The pictures I post on Instagram don’t always show the true reality of the World Race. The World Race isn’t always-or usually-beautiful sunsets, smiling babies, and trying “bucket list” experiences. It’s hard, really hard. It’s challenging physically, mentally, emotionally, and spiritually. This isn’t a pity party post, or a outlet to complain. It’s a way to give you insight to what our reality looks like beyond occasional Instagram pictures.

 

Our adventure days are only a tiny portion of how we spend our time, but ministry isn’t a spectated event; hardly ever is it appropriate to take pictures during ministry hours.

I’ve watched teammates and squadmates be sick and hurting, and not have access to proper healthcare to heal them.

Electricity has not ever been guaranteed.

Squad mates and teammates have missed funerals of loved ones.

Many of us have missed weddings, births, and not been able to speak to our families on important holidays.

Multiple times I’ve eaten moldy food, because it was either that or don’t eat.

Hot showers are a rare gift.

Showers at all are a gift.

I’ve seen sick and starving animals and not been able to help them.

Our clothes are full of holes, full of stains, and full of sweat.

I’ve been told that I wasn’t liked because I’m “too loud” and “too bubbly.”

I’ve been told I’m “too quiet” and that I don’t talk enough.

My country is changing, and I am so far removed from it I honestly have no idea what’s going on back home.

I don’t have control over who my friends are, what food I eat, where I live or where I sleep.

The combination of dehydration, cheap and processed food, little to no exercise and not great sleep makes me feel exhausted most days.

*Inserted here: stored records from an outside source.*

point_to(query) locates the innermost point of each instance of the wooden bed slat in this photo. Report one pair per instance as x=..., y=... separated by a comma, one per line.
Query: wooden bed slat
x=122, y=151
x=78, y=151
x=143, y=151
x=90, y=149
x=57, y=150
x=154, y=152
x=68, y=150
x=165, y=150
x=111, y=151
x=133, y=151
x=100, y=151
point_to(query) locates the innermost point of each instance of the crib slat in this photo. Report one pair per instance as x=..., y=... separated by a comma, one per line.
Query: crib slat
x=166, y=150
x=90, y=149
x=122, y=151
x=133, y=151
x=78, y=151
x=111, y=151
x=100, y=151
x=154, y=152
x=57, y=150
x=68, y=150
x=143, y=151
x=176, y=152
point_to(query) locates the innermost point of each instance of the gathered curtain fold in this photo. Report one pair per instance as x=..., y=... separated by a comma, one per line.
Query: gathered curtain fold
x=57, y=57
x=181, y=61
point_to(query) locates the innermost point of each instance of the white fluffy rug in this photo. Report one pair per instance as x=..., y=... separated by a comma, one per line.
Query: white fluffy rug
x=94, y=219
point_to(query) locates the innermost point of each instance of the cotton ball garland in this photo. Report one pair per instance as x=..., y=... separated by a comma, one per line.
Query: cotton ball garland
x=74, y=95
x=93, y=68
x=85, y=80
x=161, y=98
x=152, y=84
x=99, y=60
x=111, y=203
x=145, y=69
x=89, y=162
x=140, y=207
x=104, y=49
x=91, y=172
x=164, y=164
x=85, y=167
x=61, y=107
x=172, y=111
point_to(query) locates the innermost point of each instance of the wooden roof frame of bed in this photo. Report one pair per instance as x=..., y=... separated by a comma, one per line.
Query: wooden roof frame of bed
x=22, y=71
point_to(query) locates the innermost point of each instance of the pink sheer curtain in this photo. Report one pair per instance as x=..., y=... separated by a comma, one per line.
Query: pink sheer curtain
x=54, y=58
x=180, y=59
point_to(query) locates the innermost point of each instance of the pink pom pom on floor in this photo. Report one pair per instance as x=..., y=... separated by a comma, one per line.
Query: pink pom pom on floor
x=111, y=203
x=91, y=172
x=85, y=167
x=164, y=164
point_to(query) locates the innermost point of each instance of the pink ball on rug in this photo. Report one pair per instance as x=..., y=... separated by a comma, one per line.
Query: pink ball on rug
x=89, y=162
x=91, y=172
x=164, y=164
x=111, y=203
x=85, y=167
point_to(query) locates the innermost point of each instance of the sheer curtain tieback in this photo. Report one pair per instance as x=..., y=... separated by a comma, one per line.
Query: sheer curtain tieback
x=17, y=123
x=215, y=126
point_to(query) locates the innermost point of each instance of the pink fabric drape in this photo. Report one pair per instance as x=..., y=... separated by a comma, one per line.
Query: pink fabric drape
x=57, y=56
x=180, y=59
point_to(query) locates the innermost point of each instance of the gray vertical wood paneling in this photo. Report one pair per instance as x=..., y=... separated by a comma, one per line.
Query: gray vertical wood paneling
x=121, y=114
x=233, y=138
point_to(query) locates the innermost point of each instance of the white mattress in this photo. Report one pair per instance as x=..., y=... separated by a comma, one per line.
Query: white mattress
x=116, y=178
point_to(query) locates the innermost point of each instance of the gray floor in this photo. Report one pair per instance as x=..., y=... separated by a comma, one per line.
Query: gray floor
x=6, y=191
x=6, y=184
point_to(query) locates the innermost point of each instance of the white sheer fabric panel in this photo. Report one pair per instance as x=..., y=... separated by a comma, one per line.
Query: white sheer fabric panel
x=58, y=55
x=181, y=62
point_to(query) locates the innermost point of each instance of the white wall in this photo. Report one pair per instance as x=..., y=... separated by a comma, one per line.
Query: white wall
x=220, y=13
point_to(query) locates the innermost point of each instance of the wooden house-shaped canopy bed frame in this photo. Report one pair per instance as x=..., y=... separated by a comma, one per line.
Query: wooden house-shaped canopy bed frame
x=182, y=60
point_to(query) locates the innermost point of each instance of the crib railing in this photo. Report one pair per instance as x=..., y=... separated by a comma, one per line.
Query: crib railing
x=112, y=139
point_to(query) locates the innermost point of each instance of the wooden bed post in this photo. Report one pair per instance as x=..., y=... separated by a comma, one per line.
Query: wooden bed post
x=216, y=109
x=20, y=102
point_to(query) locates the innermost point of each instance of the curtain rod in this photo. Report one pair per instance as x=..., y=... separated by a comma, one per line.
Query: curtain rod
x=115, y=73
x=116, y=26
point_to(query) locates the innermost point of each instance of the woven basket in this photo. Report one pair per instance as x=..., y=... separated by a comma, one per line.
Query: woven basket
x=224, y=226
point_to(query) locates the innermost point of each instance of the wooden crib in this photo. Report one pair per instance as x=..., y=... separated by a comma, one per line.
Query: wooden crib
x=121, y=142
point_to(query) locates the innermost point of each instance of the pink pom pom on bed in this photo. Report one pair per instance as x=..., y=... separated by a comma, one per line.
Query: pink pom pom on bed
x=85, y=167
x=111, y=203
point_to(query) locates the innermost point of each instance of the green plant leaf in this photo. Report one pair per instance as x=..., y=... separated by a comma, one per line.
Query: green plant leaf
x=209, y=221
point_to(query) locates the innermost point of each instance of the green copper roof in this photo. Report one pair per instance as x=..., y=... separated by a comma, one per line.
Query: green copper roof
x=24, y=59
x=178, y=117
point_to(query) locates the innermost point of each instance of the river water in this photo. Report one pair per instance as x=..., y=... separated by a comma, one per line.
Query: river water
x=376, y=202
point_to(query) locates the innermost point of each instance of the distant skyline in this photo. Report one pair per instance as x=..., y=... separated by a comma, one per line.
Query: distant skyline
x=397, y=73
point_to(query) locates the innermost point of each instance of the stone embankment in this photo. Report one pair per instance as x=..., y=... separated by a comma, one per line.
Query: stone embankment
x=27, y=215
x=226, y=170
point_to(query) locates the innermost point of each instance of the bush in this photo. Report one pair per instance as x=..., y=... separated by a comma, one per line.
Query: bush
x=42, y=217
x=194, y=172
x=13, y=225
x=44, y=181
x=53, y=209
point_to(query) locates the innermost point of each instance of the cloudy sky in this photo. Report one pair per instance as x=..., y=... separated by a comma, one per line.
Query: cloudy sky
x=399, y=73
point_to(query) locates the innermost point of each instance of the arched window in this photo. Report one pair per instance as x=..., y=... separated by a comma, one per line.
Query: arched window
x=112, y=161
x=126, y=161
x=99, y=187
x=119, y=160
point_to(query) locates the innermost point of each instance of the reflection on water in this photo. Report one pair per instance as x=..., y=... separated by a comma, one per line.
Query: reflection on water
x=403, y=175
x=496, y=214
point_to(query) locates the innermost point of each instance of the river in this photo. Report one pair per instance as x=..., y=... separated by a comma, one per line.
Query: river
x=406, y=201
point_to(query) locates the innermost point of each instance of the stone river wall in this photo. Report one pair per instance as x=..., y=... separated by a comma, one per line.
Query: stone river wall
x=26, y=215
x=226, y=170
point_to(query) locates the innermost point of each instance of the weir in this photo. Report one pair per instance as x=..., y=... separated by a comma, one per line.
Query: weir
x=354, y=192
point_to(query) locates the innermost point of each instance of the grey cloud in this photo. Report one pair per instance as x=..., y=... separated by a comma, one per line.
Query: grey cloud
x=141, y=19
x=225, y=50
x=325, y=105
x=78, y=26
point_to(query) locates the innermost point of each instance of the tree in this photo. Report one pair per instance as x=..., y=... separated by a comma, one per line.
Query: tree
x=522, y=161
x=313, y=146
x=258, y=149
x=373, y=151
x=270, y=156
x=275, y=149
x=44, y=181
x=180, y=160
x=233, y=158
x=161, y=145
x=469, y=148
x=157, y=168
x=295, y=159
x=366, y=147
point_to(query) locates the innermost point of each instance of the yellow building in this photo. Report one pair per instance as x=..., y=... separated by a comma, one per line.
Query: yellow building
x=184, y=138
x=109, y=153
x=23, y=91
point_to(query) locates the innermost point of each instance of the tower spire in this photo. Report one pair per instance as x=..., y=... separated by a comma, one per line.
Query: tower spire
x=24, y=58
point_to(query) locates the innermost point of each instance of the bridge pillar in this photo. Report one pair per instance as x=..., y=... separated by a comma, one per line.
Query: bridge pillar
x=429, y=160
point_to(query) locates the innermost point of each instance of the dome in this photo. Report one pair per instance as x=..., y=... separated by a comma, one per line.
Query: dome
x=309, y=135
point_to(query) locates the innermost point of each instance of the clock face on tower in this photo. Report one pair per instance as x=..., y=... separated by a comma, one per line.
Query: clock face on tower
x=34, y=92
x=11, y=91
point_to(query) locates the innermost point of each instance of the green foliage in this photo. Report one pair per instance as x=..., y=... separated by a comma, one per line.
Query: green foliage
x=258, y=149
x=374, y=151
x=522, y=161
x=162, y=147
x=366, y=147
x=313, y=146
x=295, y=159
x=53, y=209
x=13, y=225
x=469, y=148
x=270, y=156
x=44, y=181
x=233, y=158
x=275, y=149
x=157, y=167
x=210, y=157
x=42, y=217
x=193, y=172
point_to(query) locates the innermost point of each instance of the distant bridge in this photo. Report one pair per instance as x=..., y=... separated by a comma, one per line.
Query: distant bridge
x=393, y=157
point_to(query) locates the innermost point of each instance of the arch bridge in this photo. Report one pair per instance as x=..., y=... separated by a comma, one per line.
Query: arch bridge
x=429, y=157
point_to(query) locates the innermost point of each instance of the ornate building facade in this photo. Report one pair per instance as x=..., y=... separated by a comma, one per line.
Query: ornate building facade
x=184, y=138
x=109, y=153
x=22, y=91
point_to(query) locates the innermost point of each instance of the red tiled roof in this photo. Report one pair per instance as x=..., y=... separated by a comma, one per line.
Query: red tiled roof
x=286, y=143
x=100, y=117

We travel hours and hours and hours to reach our destinations.

I’ve averaged a new place to sleep every 7 days for the past 7 months.

Multiple of my squadmates have been robbed while on the field.

I’ve seen children who are desperately poor; who dig through the dump for clothes to wear, toys to play with, and food to eat.

Men have said vulgar things and have been aggressive with my teammates and I.

There have been times I’ve felt shame for being a woman.

 

The mission field is messy. Every frustration, tear, and wave of homesickness is well worth the Kingdom purpose, but it doesn’t make this an easy process. There is so, so much beauty and joy and love and kindness throughout this journey, but there are trials and heartbreaks, and disappointments, and long travel days to get you there.

But through those trials, we lean on God alone for clarity and strength. Without his guidance we would be lost and angry. Some days on the Race can feel like walking through the valley of death. But, God is walking along beside us and keeps us moving. He doesn’t allow us to take a seat and stay there. With God, we find abundance even-and especially in the valley.

 

Thank you friends and family for interceding for me. I know my name as well as the names of my teammates and squadmates are being brought before the Father, and it is making a difference.

Tomorrow I depart Southern Africa and move forward to the last leg of my journey, Southeast Asia.

We’d love prayers for safety and favor as we travel to South Africa, Dubai, and finally Malaysia to begin month 8!